Prologue
While visiting Penn State University’s Department of Architectural Engineering and Stuckeman School in 2007, I came across the concept of Emotional Intelligence in a workshop by G. Brent Darnell, an international best-selling author and leading authority on Emotional Intelligence, in CONVR conference 2007. According to HelpGuide, emotional intelligence is:
Emotional intelligence (otherwise known as emotional quotient or EQ) is the ability to understand, use, and manage your own emotions in positive ways to relieve stress, communicate effectively, empathize with others, overcome challenges and defuse conflict. Emotional intelligence helps you build stronger relationships, succeed at school and work, and achieve your career and personal goals. It can also help you to connect with your feelings, turn intention into action, and make informed decisions about what matters most to you.
In his seminal book “The People-Profit Connection: How to Transform the Future of Construction by Focusing on People”, Darnell refers to The Bar-On Emotional Quotient Inventory or EQ-iÒ 2.0 as a validated, self-perception instrument that measures five composite scales namely self-perception composite, self-expression composite, interpersonal composite, decision making composite, stress management composite, in addition to well-being indicator. He then carries on to elucidate on sixteen individual emotional competencies associated with those scales.
Main Plot
Earlier this week, I attended a number of talks in GTC2021 Conference including a keynote by Jensen Huang, the Founder and CEO of NVIDIA. The conference was an eye-opener to what AI is and is capable of doing in all disciplines from Learning for Autonomous Robots, Machines and Cars, Deploying AI/ML from the Cloud to the Edge, Democratizing Access to Powerful MLOps Infrastructure, and Enabling GeoSpatial Intelligence to CUDA, Modern Artificial Intelligence, Learning Models, Accelerating Healthcare through AI, and Transforming the Automotive Futures and not the least AI Art and Music Galleries.
Although I am reluctant to say, I felt, yet again, that the AEC industry is a little bit lethargic in keeping up with the latest in Automation, AI and ML. On the more positive note though, the message is that the possibilities for us seem to be endless.

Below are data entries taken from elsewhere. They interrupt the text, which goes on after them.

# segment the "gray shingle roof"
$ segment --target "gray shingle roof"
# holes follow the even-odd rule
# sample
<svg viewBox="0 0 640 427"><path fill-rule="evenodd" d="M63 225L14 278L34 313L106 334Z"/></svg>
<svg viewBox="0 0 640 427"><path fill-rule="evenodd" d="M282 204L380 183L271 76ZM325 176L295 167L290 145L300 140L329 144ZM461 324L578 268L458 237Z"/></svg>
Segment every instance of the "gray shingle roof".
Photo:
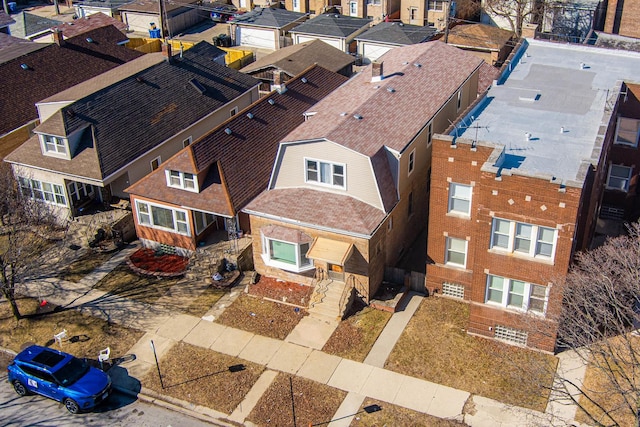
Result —
<svg viewBox="0 0 640 427"><path fill-rule="evenodd" d="M358 41L371 41L397 46L428 41L436 29L427 26L407 25L402 22L381 22L356 37Z"/></svg>
<svg viewBox="0 0 640 427"><path fill-rule="evenodd" d="M305 13L291 12L285 9L256 7L233 19L233 23L254 27L282 28L307 16Z"/></svg>
<svg viewBox="0 0 640 427"><path fill-rule="evenodd" d="M368 18L325 13L300 24L290 32L295 34L313 34L319 36L348 37L371 23Z"/></svg>

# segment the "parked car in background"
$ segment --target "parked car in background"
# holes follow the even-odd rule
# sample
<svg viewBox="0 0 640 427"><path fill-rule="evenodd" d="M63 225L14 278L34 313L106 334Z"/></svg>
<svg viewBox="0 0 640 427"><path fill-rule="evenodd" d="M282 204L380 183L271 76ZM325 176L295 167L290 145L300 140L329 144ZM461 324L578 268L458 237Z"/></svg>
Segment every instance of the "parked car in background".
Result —
<svg viewBox="0 0 640 427"><path fill-rule="evenodd" d="M18 395L41 394L72 414L94 408L111 393L111 378L85 359L38 345L18 353L7 371Z"/></svg>

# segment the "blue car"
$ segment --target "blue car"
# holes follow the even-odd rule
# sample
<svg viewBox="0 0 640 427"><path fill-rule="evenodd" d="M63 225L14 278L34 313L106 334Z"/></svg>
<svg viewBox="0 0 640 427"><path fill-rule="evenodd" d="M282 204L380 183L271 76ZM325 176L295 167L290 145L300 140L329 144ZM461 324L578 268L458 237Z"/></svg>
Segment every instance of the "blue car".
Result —
<svg viewBox="0 0 640 427"><path fill-rule="evenodd" d="M111 393L111 378L86 360L32 345L7 367L9 382L20 396L38 393L62 402L69 412L92 409Z"/></svg>

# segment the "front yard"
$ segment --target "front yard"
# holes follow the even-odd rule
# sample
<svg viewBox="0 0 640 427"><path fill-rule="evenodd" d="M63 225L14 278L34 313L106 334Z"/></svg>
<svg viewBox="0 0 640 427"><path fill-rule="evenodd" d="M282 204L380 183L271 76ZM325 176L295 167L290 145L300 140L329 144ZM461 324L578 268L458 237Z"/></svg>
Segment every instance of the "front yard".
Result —
<svg viewBox="0 0 640 427"><path fill-rule="evenodd" d="M386 369L544 411L554 356L470 336L466 303L425 298L398 340ZM530 365L548 369L527 370ZM536 376L537 375L537 376ZM527 378L523 381L523 378Z"/></svg>

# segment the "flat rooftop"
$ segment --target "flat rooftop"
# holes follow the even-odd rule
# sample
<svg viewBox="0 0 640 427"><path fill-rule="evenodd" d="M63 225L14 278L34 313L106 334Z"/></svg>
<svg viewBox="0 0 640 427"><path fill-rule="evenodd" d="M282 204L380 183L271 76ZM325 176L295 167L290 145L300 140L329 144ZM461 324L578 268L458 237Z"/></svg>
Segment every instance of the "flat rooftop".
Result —
<svg viewBox="0 0 640 427"><path fill-rule="evenodd" d="M451 135L504 146L498 174L581 186L621 81L638 82L639 69L638 52L527 39Z"/></svg>

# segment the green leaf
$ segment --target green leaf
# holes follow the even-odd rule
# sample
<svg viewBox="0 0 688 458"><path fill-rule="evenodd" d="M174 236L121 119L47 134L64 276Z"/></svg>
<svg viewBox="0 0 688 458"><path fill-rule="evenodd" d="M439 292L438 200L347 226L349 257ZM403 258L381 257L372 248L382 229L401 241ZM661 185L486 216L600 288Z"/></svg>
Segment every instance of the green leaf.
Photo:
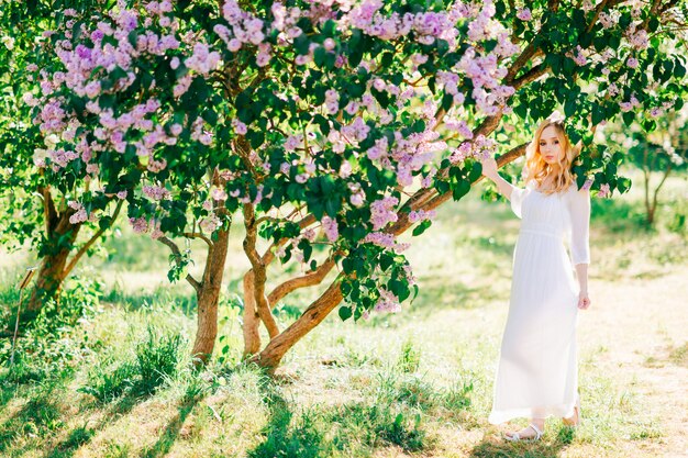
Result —
<svg viewBox="0 0 688 458"><path fill-rule="evenodd" d="M349 306L346 306L346 305L340 306L340 319L342 319L342 321L346 321L351 319L352 314L353 314L352 309Z"/></svg>
<svg viewBox="0 0 688 458"><path fill-rule="evenodd" d="M633 113L633 111L626 111L621 116L623 118L623 123L626 126L631 126L631 124L633 124L633 119L635 118L635 113Z"/></svg>
<svg viewBox="0 0 688 458"><path fill-rule="evenodd" d="M421 235L431 225L432 225L432 221L430 221L430 220L422 221L418 226L413 227L413 233L412 233L413 236L415 237L415 236Z"/></svg>
<svg viewBox="0 0 688 458"><path fill-rule="evenodd" d="M597 103L592 104L592 125L597 125L604 120L604 109Z"/></svg>
<svg viewBox="0 0 688 458"><path fill-rule="evenodd" d="M454 198L454 200L458 201L464 196L466 196L468 191L470 191L470 183L466 180L460 180L454 187L454 190L452 191L452 197Z"/></svg>

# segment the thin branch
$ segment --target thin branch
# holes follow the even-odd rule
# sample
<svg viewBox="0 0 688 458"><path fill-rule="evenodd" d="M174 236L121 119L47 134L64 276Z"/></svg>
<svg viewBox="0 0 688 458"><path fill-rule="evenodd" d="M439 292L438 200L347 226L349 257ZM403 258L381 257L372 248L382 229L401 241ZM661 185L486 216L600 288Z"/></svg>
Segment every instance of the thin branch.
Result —
<svg viewBox="0 0 688 458"><path fill-rule="evenodd" d="M112 214L112 219L110 220L110 224L108 224L104 227L100 227L98 230L98 232L96 232L96 234L93 234L93 236L77 252L76 255L74 255L74 257L71 258L71 260L69 261L69 264L67 265L67 267L65 267L65 270L63 271L63 276L66 278L69 272L71 271L71 269L74 269L74 267L77 265L77 262L79 261L79 259L81 258L81 256L84 256L84 254L86 252L88 252L88 249L96 243L96 241L98 241L100 238L101 235L104 234L104 232L107 230L109 230L112 226L112 223L118 219L118 216L120 215L120 210L122 210L122 204L124 203L123 200L119 201L115 209L114 209L114 213Z"/></svg>
<svg viewBox="0 0 688 458"><path fill-rule="evenodd" d="M177 246L177 244L174 243L171 239L167 238L166 236L162 236L157 241L169 247L169 249L173 252L173 255L175 256L175 262L177 262L177 266L181 266L181 252L179 250L179 247ZM189 284L193 287L193 289L196 290L196 293L200 294L202 284L199 283L199 281L195 279L191 273L187 273L186 279L189 282Z"/></svg>
<svg viewBox="0 0 688 458"><path fill-rule="evenodd" d="M187 238L200 238L201 241L206 242L208 246L213 246L212 241L200 232L185 232L182 235Z"/></svg>
<svg viewBox="0 0 688 458"><path fill-rule="evenodd" d="M55 223L57 221L57 211L55 210L55 201L51 194L49 187L40 187L38 192L43 197L43 214L45 219L45 232L48 237L55 231Z"/></svg>

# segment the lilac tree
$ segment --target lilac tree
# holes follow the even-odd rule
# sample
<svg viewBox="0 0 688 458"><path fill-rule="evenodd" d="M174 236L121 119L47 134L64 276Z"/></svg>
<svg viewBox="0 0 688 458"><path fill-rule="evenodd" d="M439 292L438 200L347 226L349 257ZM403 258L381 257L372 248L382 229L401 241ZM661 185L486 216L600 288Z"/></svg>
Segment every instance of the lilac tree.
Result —
<svg viewBox="0 0 688 458"><path fill-rule="evenodd" d="M38 64L35 120L59 142L36 161L73 224L126 201L199 299L193 353L212 354L232 223L245 228L244 355L274 370L342 301L343 320L414 290L406 244L504 165L556 109L582 154L578 185L624 192L623 155L591 126L683 105L686 7L673 1L120 2L69 11ZM684 15L681 15L684 14ZM52 54L51 54L52 53ZM645 116L645 113L648 113ZM514 129L515 127L515 129ZM497 138L506 138L497 143ZM240 216L241 213L241 216ZM208 245L201 279L174 237ZM269 247L260 250L260 241ZM267 268L304 273L275 284ZM271 308L334 280L280 329ZM271 288L269 288L271 287ZM270 339L263 346L258 328Z"/></svg>

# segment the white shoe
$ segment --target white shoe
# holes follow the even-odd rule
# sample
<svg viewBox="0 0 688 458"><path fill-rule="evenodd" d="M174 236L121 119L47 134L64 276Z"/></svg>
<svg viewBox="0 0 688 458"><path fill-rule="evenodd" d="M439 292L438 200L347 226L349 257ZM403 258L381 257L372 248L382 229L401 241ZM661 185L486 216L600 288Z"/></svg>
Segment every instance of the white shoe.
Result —
<svg viewBox="0 0 688 458"><path fill-rule="evenodd" d="M542 437L542 431L540 431L540 428L537 426L535 426L534 424L530 424L528 425L528 428L531 428L535 432L535 435L533 437L524 437L521 438L521 436L519 435L519 433L511 433L511 435L504 435L504 438L511 443L520 443L520 442L535 442L535 440L540 440L540 438Z"/></svg>
<svg viewBox="0 0 688 458"><path fill-rule="evenodd" d="M576 405L574 405L574 415L570 418L576 418L576 420L574 421L569 418L564 418L564 424L566 426L570 426L570 427L580 426L580 422L582 422L582 417L580 416L580 396L578 394L576 394Z"/></svg>

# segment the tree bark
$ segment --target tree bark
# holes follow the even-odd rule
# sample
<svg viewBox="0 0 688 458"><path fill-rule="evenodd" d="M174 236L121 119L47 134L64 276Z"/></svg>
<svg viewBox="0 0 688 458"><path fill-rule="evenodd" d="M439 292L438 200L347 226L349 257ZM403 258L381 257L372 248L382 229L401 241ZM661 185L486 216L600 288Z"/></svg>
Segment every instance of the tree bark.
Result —
<svg viewBox="0 0 688 458"><path fill-rule="evenodd" d="M32 320L47 301L55 299L69 273L65 269L67 258L81 228L81 224L69 223L70 215L71 212L65 212L54 220L54 225L48 233L47 254L41 261L36 283L26 303L22 321Z"/></svg>
<svg viewBox="0 0 688 458"><path fill-rule="evenodd" d="M203 280L197 290L198 328L191 355L197 358L195 365L203 366L210 359L218 337L218 303L222 292L222 276L228 255L230 231L218 231L218 239L208 247L208 260Z"/></svg>

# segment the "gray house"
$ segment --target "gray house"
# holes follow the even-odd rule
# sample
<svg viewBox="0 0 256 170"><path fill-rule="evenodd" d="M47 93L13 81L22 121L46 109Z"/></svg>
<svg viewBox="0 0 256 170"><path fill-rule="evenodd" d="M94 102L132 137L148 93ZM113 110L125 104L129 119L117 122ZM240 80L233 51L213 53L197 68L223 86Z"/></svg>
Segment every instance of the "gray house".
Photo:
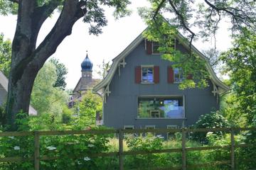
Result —
<svg viewBox="0 0 256 170"><path fill-rule="evenodd" d="M175 48L188 52L189 43L176 35ZM208 60L195 47L192 50L206 61L210 86L180 90L179 68L161 58L156 44L139 35L117 57L107 76L93 91L102 91L103 124L114 128L173 128L194 124L202 114L218 109L218 98L229 90L216 76ZM188 77L187 79L191 79Z"/></svg>

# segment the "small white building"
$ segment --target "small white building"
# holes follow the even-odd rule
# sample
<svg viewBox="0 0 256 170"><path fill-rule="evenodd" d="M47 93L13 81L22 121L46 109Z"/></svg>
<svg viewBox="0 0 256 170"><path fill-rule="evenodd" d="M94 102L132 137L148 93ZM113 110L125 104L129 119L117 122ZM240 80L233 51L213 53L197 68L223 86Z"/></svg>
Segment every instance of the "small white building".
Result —
<svg viewBox="0 0 256 170"><path fill-rule="evenodd" d="M0 71L0 106L6 100L8 93L8 79ZM28 115L37 115L37 111L29 106Z"/></svg>

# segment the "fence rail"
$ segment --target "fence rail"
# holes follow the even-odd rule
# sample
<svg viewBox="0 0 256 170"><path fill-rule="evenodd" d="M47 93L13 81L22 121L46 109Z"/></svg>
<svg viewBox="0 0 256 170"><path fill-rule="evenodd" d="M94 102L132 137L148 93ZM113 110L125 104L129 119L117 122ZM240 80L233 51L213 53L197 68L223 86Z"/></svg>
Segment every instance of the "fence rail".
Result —
<svg viewBox="0 0 256 170"><path fill-rule="evenodd" d="M127 155L137 155L137 154L150 154L156 153L171 153L171 152L181 152L182 164L181 166L176 167L161 167L152 169L182 169L186 170L187 168L193 168L198 166L208 166L219 164L228 164L232 170L235 169L235 150L238 147L250 147L254 146L250 144L235 144L235 133L238 131L252 130L255 131L256 128L181 128L181 129L134 129L134 130L65 130L65 131L35 131L35 132L0 132L0 137L21 137L21 136L34 136L34 156L33 157L23 158L21 157L4 157L0 158L0 162L22 162L26 161L33 161L35 170L40 169L40 161L54 160L59 157L47 157L40 155L40 137L50 136L50 135L100 135L100 134L118 134L119 136L119 152L102 152L95 154L91 157L119 157L119 167L120 170L124 169L124 157ZM208 147L186 147L186 133L194 132L227 132L230 133L230 144L225 146L208 146ZM167 133L167 132L181 132L181 148L174 149L154 149L150 151L124 151L124 134L127 133ZM230 159L221 162L208 162L204 164L198 164L193 165L186 164L186 152L190 151L202 151L210 149L230 149ZM70 157L70 159L82 157ZM250 161L250 160L248 160Z"/></svg>

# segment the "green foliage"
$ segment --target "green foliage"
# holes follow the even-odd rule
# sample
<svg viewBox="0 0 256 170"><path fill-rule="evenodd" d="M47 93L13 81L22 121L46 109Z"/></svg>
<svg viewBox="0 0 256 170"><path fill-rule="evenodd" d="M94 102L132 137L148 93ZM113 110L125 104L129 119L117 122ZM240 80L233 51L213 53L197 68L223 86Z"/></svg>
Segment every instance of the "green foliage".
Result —
<svg viewBox="0 0 256 170"><path fill-rule="evenodd" d="M256 34L245 31L245 34L237 36L233 47L221 57L225 64L223 71L229 74L232 84L233 98L228 106L234 108L235 113L233 114L246 117L247 125L250 125L256 116L255 49Z"/></svg>
<svg viewBox="0 0 256 170"><path fill-rule="evenodd" d="M1 2L0 2L1 4ZM1 5L0 5L1 6ZM1 7L0 7L1 8ZM9 77L11 62L11 42L4 40L4 35L0 35L0 71Z"/></svg>
<svg viewBox="0 0 256 170"><path fill-rule="evenodd" d="M105 78L105 76L107 74L108 71L110 70L111 67L110 62L105 62L105 61L103 60L102 64L97 65L100 70L97 72L97 74L101 76L101 78L103 79Z"/></svg>
<svg viewBox="0 0 256 170"><path fill-rule="evenodd" d="M67 85L65 81L65 76L68 74L68 69L63 63L60 63L58 59L52 58L50 60L50 62L53 63L56 68L57 79L53 87L58 87L62 90L65 90Z"/></svg>
<svg viewBox="0 0 256 170"><path fill-rule="evenodd" d="M82 101L75 105L75 115L78 118L74 121L76 128L83 129L85 127L95 126L96 113L102 115L102 99L91 91L87 91L82 98Z"/></svg>
<svg viewBox="0 0 256 170"><path fill-rule="evenodd" d="M16 14L18 4L11 1L0 0L0 14L6 16L9 13Z"/></svg>
<svg viewBox="0 0 256 170"><path fill-rule="evenodd" d="M199 120L195 123L195 128L228 128L230 126L228 120L219 113L219 111L212 112L200 116ZM223 136L225 132L215 132L215 134ZM208 143L206 132L193 132L192 139L203 143Z"/></svg>
<svg viewBox="0 0 256 170"><path fill-rule="evenodd" d="M17 117L16 125L19 130L43 130L38 126L38 122L33 121L36 117L28 117L27 114L22 113L18 113ZM44 117L42 119L41 117L40 120L45 121L46 118ZM94 128L94 129L98 128ZM40 138L41 154L47 157L59 157L59 159L53 161L41 161L41 169L100 169L105 162L105 159L92 158L91 154L107 151L108 142L108 135L100 135L41 137ZM33 157L33 137L0 137L0 157L14 156L23 158ZM32 170L33 166L33 162L6 163L1 164L0 169Z"/></svg>
<svg viewBox="0 0 256 170"><path fill-rule="evenodd" d="M58 87L56 69L51 62L46 63L40 70L33 85L31 104L39 114L51 113L60 118L63 106L68 101L68 94Z"/></svg>

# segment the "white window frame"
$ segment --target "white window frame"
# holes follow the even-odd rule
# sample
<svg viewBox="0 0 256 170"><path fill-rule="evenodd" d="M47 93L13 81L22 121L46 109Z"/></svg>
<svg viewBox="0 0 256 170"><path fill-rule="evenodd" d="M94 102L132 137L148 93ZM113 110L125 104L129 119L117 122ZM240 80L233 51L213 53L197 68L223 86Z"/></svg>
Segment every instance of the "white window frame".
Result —
<svg viewBox="0 0 256 170"><path fill-rule="evenodd" d="M179 77L179 79L181 79L181 81L175 81L175 69L179 69L179 72L178 72L178 77ZM181 76L182 75L182 73L181 73L180 72L180 70L181 70L182 69L181 68L181 67L174 67L174 84L181 84L181 81L183 80L183 79L185 79L185 77L183 76L183 78L181 78Z"/></svg>
<svg viewBox="0 0 256 170"><path fill-rule="evenodd" d="M143 68L152 68L152 72L153 72L153 82L144 82L143 81ZM154 65L141 65L141 69L142 69L142 79L141 79L141 84L154 84Z"/></svg>
<svg viewBox="0 0 256 170"><path fill-rule="evenodd" d="M145 125L145 129L156 129L156 125ZM150 132L146 132L145 135L146 136L147 135L148 133ZM153 133L154 136L156 136L156 133Z"/></svg>
<svg viewBox="0 0 256 170"><path fill-rule="evenodd" d="M134 125L124 125L124 130L127 129L127 128L132 128L134 129Z"/></svg>
<svg viewBox="0 0 256 170"><path fill-rule="evenodd" d="M139 118L139 98L171 98L171 97L182 97L183 98L183 113L182 118ZM136 119L180 119L180 120L185 120L186 118L186 103L185 103L185 96L184 95L143 95L143 96L138 96L137 97L136 101L136 108L137 108L137 115Z"/></svg>
<svg viewBox="0 0 256 170"><path fill-rule="evenodd" d="M160 110L150 110L150 115L152 115L152 112L158 112L157 114L159 115L159 117L155 117L155 118L160 118ZM152 118L152 116L151 116Z"/></svg>
<svg viewBox="0 0 256 170"><path fill-rule="evenodd" d="M167 129L178 129L178 125L167 125L166 126L166 128ZM167 140L169 139L169 134L170 132L167 132L166 133L166 137L167 137Z"/></svg>

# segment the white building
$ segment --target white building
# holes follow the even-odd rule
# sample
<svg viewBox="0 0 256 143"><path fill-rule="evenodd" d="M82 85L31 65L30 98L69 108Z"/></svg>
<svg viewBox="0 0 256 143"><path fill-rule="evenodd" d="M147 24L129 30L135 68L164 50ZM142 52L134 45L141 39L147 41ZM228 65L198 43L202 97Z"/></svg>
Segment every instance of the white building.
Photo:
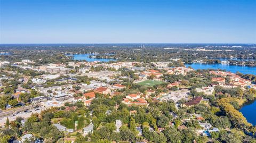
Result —
<svg viewBox="0 0 256 143"><path fill-rule="evenodd" d="M214 87L202 87L202 88L196 88L197 92L203 92L207 95L211 95L214 91Z"/></svg>
<svg viewBox="0 0 256 143"><path fill-rule="evenodd" d="M46 82L46 80L45 79L41 79L38 78L33 78L32 80L32 82L36 84L43 84Z"/></svg>
<svg viewBox="0 0 256 143"><path fill-rule="evenodd" d="M121 121L121 120L116 120L116 131L117 132L119 132L119 129L120 129L120 128L121 127L121 126L122 126L122 121Z"/></svg>

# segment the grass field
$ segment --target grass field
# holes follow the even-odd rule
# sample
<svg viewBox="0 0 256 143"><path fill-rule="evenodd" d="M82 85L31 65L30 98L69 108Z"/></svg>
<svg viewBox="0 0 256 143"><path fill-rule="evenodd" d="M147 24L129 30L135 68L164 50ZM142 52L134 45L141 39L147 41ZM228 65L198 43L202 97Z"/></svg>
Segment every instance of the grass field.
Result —
<svg viewBox="0 0 256 143"><path fill-rule="evenodd" d="M162 83L163 83L163 82L160 81L147 80L142 82L139 82L137 84L139 85L142 85L146 86L154 86L156 85L161 84Z"/></svg>

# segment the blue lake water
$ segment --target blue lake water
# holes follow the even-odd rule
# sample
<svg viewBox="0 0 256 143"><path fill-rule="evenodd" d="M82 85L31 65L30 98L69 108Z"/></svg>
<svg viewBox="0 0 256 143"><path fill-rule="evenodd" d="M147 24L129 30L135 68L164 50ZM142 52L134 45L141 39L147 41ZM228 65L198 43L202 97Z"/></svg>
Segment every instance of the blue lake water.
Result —
<svg viewBox="0 0 256 143"><path fill-rule="evenodd" d="M67 56L71 56L71 55L67 55ZM86 60L87 62L94 62L94 61L100 61L100 62L109 62L110 61L116 61L115 59L113 58L90 58L89 56L94 55L92 54L75 54L72 55L74 57L74 60Z"/></svg>
<svg viewBox="0 0 256 143"><path fill-rule="evenodd" d="M243 74L252 74L256 75L256 67L248 66L233 65L221 64L204 64L204 63L193 63L185 64L186 67L190 66L195 70L197 69L221 69L226 70L233 73L238 71Z"/></svg>
<svg viewBox="0 0 256 143"><path fill-rule="evenodd" d="M243 74L256 75L256 67L255 66L229 65L221 64L193 63L186 64L186 67L189 66L195 70L220 69L233 73L238 71ZM256 125L256 100L247 103L240 109L239 111L243 113L243 115L246 118L249 123L252 123L253 125Z"/></svg>
<svg viewBox="0 0 256 143"><path fill-rule="evenodd" d="M244 105L239 111L243 113L248 122L256 125L256 100Z"/></svg>

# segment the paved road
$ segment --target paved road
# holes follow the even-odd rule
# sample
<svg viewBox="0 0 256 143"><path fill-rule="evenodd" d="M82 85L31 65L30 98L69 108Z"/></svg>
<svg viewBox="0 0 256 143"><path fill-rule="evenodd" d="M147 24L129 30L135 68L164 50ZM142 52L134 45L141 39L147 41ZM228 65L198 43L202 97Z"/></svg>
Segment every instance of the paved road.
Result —
<svg viewBox="0 0 256 143"><path fill-rule="evenodd" d="M23 79L24 79L24 82L23 82L23 84L26 84L28 82L29 77L26 75L24 75Z"/></svg>
<svg viewBox="0 0 256 143"><path fill-rule="evenodd" d="M14 108L14 109L13 109L11 111L3 112L0 113L0 118L9 116L11 114L13 114L14 113L17 113L17 112L22 112L23 111L25 111L26 110L30 110L33 108L34 108L36 105L39 106L40 105L41 105L41 104L31 105L21 107L19 107L19 108Z"/></svg>
<svg viewBox="0 0 256 143"><path fill-rule="evenodd" d="M31 116L31 115L33 113L38 113L39 114L42 111L44 110L45 108L43 107L40 106L38 107L38 110L35 111L35 110L33 109L30 111L31 111L31 112L30 113L20 113L18 114L17 115L15 116L13 116L12 115L8 116L8 119L9 119L9 121L11 122L13 121L15 121L16 120L16 118L18 116L23 117L23 119L27 119ZM3 125L5 124L5 122L6 122L7 120L7 116L3 117L1 117L0 118L0 126Z"/></svg>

The general message in GTC2021 was that now, with all new advancements in AI, computers can literally learn at a lightspeed and software can develop software and solve problems at a speed and complexity level that no human-being can. With all this in mind and referring back to all concerns I raised in one of my previous posts re ethics of ML and AI and given all debates around AI being long in existence, the question which remains to be answered is Why Automation is Different this time? Here is yet another burning question for me: with all novel improvements and new advancements in Automation, AI and ML, what happens to issues and topics such as Emotional Intelligence where there is a human-factor which cannot be addressed by machines? With The Rise of the Robots, in The Second Machine Age, will we still have jobs to worry about Emotional Intelligence or does it need to be limited to non-vocational aspects of our lives? And if so, how machines (AI/DL/ML/Robots) are able to contribute to or will forcefully make their way through to such issues which only us as humans seem to be able to comprehend, benefit from or harmed by?
Machines are learning and learning fast, and they have already initiated an unprecedented competition between us, human-beings, to teach them more and more every single second of every single hour of every single day of every single year; 24/7. What we teach them – compare that process to teaching something to a toddler but at a speed significantly higher – is somewhat unsolicited, unregulated, and unlegislated, of course all for good causes (or maybe not). There is no, as far as I am aware, international (and hardly very few national) regulatory or legislative bodies who oversee, regulate, or review those artificial learning procedures, and their content, context or methods. And even if they do, their voice is hardly ever heard in the middle of massive hype and media coverage to showcase the finest and the latest. OK to play the devil’s advocate, an ethical question which one may raise is, it is just education why it needs to be regulated or monitored? Yes, correct but we are talking about machines so the ethics does not apply to them at the end of this game; why should we raise such question or play such a card to begin with? That’s got nothing to do with ethics, it is all about legislations and regulations and should be governed by law and law only not ethics.
Now here is the extreme scenario: if and when (it is more question of when rather than if) this newly formed regiment of toddlers learn fast and enough to the extents to then be able to link with each other and form a new Master (Toddler) to be able to make such decision that enough is enough and I, the iMachine, [aka the former new Master (Toddler)] know it all, then what is our role as human-beings in this all-new equation. It may come to the conclusion that the sustainable population for the planet earth is 4.5 billion and not a single sole more and decide that the human race should be sieved and controlled; not too dramatic, you may say. But what if iMachine decides that – and this decision is based on nothing but all hard facts and figures which are above and beyond human understanding and certainly so any Emotional Intelligence – that our (or its, the iMachine’s) Mother Earth has not got enough time to wait for us to come to a balance in our reproduction and growth? In such case it would be very difficult for any sensible person to not be reminded of Nazi concentration camps but this time round we are collectively responsible for this and cannot blame anyone else but ourselves.
Epilogue:
To conclude, the future is not that dismal (or at least this is what I hope to be the case) but we need to wake up sooner rather than later, revisit what we are doing and reflect on it and in some occasions maybe we even need to have some second thoughts about what we have done so far, what we are doing and most importantly what we are planning to do in the future; starting from right here and right now.
Alternatively, some of the most optimistic ones of us all may argue that we do not need to worry at all because with machines’ learning capabilities and knowledge repository developing to a level which is obviously outside of our comprehension limits, the iMachine will develop a human touch and may well be able to mimic or even develop human feelings, and emotions, and that in such case issues like ethics make perfect sense to it. I am no pessimistic but even if I settle for feelings and emotions (which I am not prepared to do) with such a controversial topic like ethics alone, good luck with that! The ball is in our court!